Tayvan, Çin kimliği başvuru firmalarının peşine düştü

Kıyı kenti Xiamen'de yaklaşık 4 bin Tayvanlının Çin kimliği almak için başvuruda bulunduğu bildirildi

Fotoğraf: AFP
Fotoğraf: AFP
TT

Tayvan, Çin kimliği başvuru firmalarının peşine düştü

Fotoğraf: AFP
Fotoğraf: AFP

Taipei, Pekin'in genişleyen etkisini kontrol altına almak amacıyla yasadışı yollardan Çin kimlik kartı temin eden Tayvanlılara baskı uyguluyor.

Anakara İşleri Konseyi, hem özerk ada hem de anakara için geçerli kimlik belgelerine sahip sakinlere karşı harekete geçtiğini açıkladı.

İçişleri Bakanı Liu Shyh-fang, müfettişlerin kişilerin Çin kimlik kartlarına başvurmasına yardımcı olduğu öne sürülen birkaç şirket tespit ettiğini söyledi.

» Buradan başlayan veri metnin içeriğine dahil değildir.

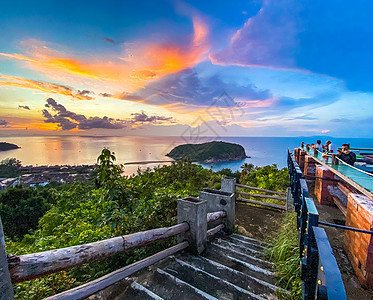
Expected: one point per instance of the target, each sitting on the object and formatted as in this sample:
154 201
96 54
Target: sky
164 68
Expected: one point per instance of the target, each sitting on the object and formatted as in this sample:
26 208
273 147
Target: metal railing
321 278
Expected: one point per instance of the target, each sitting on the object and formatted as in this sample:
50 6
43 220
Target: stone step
125 289
239 264
245 281
247 244
168 286
205 281
240 253
250 240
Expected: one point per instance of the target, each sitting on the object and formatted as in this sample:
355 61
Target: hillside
208 152
7 146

Bu gelişme, iki Tayvanlı fenomenin Pekin'in kamuoyunu kendi lehine çevirmek için taktiksel bir hamleyle ada sakinlerini Çin kimlik kartlarına başvurmaya nasıl ikna ettiğini gösteren bir video paylaşmasından kısa süre sonra gerçekleşti.

Çin, Tayvan'ı kendi toprağı olarak görüyor ve adayı kontrolü altına almak için güç kullanmayı ihtimal dışı bırakmıyor. Ancak Tayvanlı liderler Çin'in egemenliğini reddediyor.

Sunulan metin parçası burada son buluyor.